August is also exciting for us here at Australia Zoo for another reason, as it is the month that various members of the Zoo crew head up to the Steve Irwin Wildlife Reserve in far north Queensland to get their croc on! We are part of a team conducting the latest research on into our favourite reptile, the Estuarine Crocodile, otherwise known as the Saltwater Crocodile... but since we’re celebrating Science Week, let’s call them Crocodylus porosus.
Steve Irwin’s crocodile catching expertise was honed in the 1980s, helping Queensland Parks and Wildlife to locate and capture crocodiles that might have posed a safety risk to the human residents of croc country. Once captured, these crocodiles were relocated to other river systems or to Steve’s parents’ Queensland Reptile and Fauna Park in Beerwah, Queensland.

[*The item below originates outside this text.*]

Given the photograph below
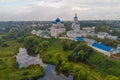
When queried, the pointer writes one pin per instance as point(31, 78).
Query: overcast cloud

As the years passed the Queensland Reptile and Fauna Park became Australia Zoo, and we had formed a close relationship with like-minded scientists from The University of Queensland. Now our annual trips to north yield some fascinating insights into one of our favourite reptiles, adding to the wealth of knowledge called science.
Incredible underwater abilities
One of the first things we discovered was just how long crocodiles could stay underwater. We already knew that crocodiles could stay submerged for long periods of time. We had seen any number of crocodiles who, upon arrival to their new home at the Zoo, would disappear under the water in their ponds and not be seen for weeks. Of course, crocodiles are so well adapted to not being seen it was tough for us to know when and where they would pop their nasal disc above the surface to refresh their supply of oxygen, but we knew they must do it. So it came more as an “I knew it!” kind of moment when the data showed us that crocodiles could stay submerged for up to three hours.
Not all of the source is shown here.